One Logical Instruction Set, Multiple Implementations

Overview

The virtual machine has a single CISC-style instruction set. Each instruction consists of an instruction-word followed by zero-or-more data words (words are the size of a long int). However there are four quite different implementations of the core engine with differing performance/portability tradeoffs. Adding new implementations is relatively simple e.g. the planned debugger will be implemented by an engine which allows hooks to be inserted into the code.

How the Engines are Constructed

The instructions are written in C++ with heavy use of macros. Each implementation of the engine is built by a python script that weaves together these instructions into a large interpreter-loop method called execute. This method is embedded into a class (implementation and header) that derives from the MachineClass, together with appropriate macros definitions.

Adding a new engine therefore involves making quite a few scattered changes, unfortunately. Over time we intend to make the process of adding new engines easier, and we have already made some progress, but it’s not a high priority as we don’t expect it to be a common activity!

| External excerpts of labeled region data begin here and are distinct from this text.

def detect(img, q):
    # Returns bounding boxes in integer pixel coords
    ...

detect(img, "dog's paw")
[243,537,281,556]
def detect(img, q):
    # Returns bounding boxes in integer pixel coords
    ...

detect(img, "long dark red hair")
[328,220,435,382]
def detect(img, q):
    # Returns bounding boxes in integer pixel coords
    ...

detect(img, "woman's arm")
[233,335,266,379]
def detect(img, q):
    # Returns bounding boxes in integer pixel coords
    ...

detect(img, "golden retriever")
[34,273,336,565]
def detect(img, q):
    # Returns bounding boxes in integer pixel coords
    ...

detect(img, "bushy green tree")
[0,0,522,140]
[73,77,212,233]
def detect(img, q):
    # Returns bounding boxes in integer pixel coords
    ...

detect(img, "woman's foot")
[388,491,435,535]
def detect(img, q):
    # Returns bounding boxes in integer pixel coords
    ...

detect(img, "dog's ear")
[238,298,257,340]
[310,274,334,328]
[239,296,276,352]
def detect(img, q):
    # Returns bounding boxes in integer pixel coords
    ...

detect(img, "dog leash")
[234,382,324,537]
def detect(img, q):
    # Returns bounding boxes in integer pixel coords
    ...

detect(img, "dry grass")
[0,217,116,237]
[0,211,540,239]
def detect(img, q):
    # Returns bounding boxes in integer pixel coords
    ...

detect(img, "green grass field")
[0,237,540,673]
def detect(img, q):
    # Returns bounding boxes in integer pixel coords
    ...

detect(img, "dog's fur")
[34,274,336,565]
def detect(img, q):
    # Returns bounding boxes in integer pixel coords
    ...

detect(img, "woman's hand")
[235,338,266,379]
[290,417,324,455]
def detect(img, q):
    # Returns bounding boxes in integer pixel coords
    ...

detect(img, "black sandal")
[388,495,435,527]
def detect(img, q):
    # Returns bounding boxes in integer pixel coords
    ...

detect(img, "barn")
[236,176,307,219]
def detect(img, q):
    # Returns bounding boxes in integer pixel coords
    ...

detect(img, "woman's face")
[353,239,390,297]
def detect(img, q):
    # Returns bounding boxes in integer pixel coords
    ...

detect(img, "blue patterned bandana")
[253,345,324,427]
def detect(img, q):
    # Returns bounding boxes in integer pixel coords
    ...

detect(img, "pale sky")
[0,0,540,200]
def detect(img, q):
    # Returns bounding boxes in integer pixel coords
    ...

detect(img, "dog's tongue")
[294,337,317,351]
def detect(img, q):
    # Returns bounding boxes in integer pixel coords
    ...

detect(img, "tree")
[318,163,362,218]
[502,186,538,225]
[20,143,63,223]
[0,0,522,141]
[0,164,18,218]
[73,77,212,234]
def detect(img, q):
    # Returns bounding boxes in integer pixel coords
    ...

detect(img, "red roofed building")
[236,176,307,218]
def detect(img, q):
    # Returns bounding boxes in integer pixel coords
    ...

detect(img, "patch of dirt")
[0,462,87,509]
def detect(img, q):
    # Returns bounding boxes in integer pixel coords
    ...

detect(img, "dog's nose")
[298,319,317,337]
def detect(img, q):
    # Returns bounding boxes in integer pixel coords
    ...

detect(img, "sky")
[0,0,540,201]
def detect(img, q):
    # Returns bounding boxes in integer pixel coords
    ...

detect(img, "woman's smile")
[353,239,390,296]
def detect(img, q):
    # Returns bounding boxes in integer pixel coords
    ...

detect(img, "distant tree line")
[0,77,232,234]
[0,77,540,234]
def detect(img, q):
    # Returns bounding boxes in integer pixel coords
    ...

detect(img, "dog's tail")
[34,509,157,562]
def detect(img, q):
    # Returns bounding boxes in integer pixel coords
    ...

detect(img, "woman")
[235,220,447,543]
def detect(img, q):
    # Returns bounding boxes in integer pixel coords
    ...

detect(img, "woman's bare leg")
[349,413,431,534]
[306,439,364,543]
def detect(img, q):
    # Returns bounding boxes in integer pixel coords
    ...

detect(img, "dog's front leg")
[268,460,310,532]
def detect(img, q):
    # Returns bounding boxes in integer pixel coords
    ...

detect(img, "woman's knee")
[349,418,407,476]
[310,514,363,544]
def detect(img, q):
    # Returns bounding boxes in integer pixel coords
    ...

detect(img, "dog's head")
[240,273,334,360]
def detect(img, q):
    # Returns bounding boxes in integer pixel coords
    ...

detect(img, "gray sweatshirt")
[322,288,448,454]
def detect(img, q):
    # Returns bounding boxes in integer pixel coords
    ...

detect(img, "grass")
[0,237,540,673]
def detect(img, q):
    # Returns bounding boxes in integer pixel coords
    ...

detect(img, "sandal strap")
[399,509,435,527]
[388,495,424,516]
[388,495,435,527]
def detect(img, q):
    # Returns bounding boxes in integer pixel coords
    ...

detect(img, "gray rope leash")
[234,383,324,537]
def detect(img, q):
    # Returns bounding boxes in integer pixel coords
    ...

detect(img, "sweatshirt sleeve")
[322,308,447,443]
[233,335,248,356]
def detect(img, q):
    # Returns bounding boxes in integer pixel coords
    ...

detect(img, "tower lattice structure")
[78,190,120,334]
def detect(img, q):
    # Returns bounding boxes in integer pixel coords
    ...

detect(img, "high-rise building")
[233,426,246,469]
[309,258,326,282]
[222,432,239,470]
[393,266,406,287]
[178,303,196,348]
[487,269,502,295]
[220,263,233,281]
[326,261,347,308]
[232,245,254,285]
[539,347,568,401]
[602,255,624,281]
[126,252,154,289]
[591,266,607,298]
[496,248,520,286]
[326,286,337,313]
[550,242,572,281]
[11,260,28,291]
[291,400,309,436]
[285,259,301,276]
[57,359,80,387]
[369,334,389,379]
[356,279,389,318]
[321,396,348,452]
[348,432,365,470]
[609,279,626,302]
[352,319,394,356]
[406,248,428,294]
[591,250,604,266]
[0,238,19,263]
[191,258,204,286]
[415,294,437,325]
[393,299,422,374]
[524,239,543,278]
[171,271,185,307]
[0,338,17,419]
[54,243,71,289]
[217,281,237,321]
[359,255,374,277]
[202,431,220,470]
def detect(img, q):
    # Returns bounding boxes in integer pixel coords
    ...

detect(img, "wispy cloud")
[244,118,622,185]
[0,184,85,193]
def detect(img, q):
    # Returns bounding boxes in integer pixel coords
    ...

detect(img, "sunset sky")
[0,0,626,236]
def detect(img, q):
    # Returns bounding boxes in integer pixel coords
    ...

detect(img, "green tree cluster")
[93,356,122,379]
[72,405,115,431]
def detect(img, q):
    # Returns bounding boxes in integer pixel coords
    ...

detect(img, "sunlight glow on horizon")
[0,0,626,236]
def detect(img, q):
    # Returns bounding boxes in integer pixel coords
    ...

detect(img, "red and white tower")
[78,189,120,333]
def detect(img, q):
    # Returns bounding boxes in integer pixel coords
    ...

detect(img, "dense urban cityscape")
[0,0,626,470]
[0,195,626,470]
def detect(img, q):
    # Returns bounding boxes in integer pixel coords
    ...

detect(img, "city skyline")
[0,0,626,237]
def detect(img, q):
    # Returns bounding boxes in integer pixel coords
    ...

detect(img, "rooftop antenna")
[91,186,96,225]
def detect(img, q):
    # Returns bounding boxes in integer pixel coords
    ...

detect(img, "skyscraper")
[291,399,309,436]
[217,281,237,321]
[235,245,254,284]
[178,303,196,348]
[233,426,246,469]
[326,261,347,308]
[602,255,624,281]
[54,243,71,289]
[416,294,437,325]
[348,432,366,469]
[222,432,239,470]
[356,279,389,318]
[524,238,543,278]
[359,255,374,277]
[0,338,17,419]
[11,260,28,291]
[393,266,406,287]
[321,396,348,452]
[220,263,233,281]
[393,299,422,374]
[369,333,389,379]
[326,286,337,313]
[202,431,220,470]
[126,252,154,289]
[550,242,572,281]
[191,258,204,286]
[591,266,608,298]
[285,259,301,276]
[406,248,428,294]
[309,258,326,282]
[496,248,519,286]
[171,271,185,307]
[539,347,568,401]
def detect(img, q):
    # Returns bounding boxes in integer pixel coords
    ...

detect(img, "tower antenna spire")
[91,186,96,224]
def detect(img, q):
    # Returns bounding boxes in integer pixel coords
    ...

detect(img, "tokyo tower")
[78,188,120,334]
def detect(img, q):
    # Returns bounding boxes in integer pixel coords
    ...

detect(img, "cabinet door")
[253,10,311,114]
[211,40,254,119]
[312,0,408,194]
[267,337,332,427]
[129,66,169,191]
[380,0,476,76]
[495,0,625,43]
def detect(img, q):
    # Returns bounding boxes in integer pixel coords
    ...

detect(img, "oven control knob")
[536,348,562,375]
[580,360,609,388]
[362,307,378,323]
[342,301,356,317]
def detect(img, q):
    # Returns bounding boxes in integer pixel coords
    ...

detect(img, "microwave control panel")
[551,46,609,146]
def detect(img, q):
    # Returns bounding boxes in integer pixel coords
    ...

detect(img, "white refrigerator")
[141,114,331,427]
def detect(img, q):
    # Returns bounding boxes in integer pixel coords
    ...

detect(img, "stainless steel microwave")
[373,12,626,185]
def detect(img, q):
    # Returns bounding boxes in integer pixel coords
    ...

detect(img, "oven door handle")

Each engine has to define two virtual methods.

instructionSet()

In all cases, this is simply a getter method for a private member. This is always an instance of a derived class of InstructionSet. So the idiom is:

class MachineN {
private:
    InstructionSetN instruction_set;
public:
    const InstructionSet & instructionSet() { return this->instruction_set; }
}

execute( Ref r, const bool clear_stack = true )

The execute method is usually written as an outer loop which calls auto-generated functions. Here’s the code for Machine1, the default engine.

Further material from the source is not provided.